What interests me these days is the number of people in San Pedro I run into who were told at birth that they have a gift - a “don” – and will become a curandero/a or shaman to serve their communities. Shamans are discouraged by tradition from accepting pay for their work, and thus were perhaps the first “volunteers,” though community service is an old tradition among the Tz’utujil.

Photo from www.artemaya.com, with permission
Shamanism is still very much a part of the Tz’utujil culture in this area; I have visited three ceremonial sites in the mountains close to San Pedro. But I understand that the Catholic church only minimally accepts it, and the evangelical churches not at all. Although from what I can tell, the local bone-healers are still universally used (this is a great article about the bone curanderos in San Pedro). Nevertheless, for these young people, it is something akin to “coming out of the closet” to admit their gift and their desire to develop it.

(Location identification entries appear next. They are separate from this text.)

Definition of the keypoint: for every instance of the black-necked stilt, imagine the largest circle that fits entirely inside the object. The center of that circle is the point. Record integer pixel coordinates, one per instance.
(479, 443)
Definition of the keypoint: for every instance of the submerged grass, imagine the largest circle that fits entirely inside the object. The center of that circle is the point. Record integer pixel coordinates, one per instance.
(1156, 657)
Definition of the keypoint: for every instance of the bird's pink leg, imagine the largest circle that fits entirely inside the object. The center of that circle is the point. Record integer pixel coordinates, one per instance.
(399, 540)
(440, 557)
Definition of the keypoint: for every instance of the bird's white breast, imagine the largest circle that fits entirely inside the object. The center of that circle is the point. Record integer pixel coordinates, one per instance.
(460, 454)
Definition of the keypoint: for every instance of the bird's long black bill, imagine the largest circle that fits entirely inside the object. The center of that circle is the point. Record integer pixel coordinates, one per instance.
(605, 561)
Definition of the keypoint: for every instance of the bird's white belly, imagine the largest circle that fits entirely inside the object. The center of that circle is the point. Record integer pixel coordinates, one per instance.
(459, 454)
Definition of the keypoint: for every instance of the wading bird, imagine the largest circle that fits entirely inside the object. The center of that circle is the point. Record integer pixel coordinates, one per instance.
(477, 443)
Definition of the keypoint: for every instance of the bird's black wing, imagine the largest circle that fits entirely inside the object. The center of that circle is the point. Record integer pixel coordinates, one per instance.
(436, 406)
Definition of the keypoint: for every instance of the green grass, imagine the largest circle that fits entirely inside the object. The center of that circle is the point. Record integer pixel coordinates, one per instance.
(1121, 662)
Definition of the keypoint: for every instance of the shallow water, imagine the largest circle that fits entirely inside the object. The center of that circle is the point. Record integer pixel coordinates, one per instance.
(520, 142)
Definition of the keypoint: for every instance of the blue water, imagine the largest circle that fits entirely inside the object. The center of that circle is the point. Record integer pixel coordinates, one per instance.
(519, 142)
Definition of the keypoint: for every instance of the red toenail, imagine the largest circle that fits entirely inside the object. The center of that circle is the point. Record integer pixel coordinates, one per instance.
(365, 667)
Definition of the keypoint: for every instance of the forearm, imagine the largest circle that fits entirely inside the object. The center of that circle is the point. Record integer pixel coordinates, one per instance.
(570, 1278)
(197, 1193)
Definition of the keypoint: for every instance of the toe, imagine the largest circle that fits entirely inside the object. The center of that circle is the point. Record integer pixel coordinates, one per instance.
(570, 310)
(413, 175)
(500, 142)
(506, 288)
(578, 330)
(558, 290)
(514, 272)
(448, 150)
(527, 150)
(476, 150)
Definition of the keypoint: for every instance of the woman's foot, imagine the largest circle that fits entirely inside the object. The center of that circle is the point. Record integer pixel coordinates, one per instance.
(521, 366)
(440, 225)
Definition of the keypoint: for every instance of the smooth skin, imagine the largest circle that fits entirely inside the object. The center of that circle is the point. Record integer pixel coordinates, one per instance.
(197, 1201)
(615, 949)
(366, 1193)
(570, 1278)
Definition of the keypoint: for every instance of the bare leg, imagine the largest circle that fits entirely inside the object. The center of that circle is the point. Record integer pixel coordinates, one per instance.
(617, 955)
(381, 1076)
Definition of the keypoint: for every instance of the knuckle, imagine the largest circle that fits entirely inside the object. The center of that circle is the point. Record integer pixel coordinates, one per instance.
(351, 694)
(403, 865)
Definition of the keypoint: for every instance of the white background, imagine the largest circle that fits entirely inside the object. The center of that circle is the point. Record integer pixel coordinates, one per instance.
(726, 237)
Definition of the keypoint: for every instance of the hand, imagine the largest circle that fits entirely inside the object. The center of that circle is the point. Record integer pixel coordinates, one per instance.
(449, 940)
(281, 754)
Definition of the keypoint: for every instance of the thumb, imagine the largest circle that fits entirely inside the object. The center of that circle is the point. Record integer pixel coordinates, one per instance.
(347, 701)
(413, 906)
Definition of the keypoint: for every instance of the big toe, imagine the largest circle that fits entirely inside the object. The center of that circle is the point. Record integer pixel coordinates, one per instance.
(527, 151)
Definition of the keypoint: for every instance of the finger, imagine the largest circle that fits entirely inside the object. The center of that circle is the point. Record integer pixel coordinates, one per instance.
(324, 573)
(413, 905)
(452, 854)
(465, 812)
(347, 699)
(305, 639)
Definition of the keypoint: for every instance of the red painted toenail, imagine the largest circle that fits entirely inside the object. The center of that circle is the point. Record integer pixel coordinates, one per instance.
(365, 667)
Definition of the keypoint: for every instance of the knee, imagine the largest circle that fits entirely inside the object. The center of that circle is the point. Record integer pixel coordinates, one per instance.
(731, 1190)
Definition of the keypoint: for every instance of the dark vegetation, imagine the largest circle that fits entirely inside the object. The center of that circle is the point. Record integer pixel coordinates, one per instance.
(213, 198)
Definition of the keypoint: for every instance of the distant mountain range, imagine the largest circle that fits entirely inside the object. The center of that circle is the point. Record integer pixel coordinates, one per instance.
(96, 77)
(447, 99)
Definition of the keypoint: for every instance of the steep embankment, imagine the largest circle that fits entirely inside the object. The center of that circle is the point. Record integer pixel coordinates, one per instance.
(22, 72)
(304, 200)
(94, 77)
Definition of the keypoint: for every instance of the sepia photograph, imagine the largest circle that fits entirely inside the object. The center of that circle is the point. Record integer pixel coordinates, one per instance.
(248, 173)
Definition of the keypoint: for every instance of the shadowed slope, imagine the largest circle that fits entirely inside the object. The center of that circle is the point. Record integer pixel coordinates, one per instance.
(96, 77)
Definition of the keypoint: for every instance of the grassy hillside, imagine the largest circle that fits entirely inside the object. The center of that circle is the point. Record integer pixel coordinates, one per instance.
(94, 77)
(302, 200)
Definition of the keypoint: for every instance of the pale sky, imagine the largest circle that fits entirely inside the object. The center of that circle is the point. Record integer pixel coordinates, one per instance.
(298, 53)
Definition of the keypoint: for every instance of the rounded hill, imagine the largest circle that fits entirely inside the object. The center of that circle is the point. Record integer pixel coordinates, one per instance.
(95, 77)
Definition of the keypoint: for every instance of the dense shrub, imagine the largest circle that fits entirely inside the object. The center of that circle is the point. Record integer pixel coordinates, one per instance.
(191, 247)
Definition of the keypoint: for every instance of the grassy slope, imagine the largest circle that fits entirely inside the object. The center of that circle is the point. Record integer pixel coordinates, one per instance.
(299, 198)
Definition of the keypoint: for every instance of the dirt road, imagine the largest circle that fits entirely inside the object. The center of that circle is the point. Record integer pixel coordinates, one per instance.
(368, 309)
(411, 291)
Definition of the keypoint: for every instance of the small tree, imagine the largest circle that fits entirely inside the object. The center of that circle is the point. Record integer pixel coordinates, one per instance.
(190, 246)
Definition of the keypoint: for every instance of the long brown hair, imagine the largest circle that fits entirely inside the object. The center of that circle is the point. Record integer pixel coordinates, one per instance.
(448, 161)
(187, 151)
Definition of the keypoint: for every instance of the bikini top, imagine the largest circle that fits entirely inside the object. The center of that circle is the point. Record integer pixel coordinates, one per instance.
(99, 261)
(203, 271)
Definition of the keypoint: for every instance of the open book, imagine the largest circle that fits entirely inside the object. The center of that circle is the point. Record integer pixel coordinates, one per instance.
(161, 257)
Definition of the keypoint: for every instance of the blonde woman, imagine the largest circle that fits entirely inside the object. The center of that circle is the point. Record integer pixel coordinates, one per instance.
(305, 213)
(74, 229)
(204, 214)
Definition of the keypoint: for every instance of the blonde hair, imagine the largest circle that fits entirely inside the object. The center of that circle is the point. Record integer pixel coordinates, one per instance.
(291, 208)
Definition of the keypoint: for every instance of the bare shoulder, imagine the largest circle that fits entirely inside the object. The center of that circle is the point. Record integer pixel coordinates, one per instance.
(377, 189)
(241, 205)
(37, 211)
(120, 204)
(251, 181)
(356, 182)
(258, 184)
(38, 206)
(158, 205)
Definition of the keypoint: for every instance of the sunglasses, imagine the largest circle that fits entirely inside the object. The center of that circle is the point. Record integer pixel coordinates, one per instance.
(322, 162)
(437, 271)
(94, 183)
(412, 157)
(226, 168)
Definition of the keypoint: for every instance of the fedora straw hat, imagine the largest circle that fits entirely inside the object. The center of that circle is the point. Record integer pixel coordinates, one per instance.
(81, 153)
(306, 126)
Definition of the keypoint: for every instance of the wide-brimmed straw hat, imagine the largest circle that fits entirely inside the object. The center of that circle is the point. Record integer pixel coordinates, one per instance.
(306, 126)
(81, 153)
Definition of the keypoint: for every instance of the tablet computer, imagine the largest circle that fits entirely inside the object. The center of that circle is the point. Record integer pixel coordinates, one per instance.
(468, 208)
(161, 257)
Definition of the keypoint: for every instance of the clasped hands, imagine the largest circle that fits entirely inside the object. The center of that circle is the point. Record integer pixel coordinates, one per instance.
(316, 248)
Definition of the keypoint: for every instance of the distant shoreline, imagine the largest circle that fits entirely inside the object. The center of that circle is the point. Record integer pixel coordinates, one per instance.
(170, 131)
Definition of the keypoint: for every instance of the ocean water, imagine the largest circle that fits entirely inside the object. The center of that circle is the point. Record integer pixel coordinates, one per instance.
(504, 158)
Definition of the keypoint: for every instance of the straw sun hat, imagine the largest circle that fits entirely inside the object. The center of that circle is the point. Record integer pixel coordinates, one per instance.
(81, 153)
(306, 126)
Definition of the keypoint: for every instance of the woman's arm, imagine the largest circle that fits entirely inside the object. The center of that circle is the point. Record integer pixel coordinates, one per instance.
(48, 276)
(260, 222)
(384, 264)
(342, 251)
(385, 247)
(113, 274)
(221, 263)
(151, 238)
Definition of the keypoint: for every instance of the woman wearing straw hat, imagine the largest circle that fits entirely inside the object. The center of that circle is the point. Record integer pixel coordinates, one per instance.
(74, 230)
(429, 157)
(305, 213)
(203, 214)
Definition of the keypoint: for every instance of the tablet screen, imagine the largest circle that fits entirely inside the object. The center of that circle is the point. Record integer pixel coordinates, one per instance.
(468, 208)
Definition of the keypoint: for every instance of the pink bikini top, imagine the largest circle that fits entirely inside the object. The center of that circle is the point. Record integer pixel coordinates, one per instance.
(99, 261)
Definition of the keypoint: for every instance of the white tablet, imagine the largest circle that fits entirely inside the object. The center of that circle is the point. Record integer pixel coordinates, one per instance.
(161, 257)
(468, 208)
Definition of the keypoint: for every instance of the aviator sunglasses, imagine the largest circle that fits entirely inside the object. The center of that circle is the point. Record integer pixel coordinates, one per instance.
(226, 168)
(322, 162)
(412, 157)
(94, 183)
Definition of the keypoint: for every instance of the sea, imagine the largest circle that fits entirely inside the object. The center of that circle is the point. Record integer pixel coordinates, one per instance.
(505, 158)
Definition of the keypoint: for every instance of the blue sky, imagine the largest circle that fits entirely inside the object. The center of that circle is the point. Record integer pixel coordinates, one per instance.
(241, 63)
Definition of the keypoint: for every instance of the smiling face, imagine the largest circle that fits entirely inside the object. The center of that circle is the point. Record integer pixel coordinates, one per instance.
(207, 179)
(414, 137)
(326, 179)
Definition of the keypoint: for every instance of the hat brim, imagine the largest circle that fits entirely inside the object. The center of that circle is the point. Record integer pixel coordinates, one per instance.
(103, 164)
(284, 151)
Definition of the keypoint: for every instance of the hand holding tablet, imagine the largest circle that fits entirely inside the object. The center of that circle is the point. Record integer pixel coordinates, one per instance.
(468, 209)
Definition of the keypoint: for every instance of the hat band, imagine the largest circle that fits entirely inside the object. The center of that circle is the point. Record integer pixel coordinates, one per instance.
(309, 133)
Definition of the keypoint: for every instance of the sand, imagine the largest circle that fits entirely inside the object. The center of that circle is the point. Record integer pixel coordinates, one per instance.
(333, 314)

I am very interested in this process: how a shaman is identified at birth, how their gift expresses itself during childhood or later, and how they develop it. And what they experience if they don’t. It has been described in many places that a person who ignores their gift becomes very ill. One of my friends who only recently has chosen to develop his gift – he says he’s healed his niece of epileptic seizures – believes this is the reason why he has had trouble sleeping not to mention headaches in the past.
I still have more to learn. But perhaps, like my friend and these young Tz’utujil, each of us needs to look within to discover the “gift” we have to give to the communities in which we live, for giving it freely allows us to flourish as well.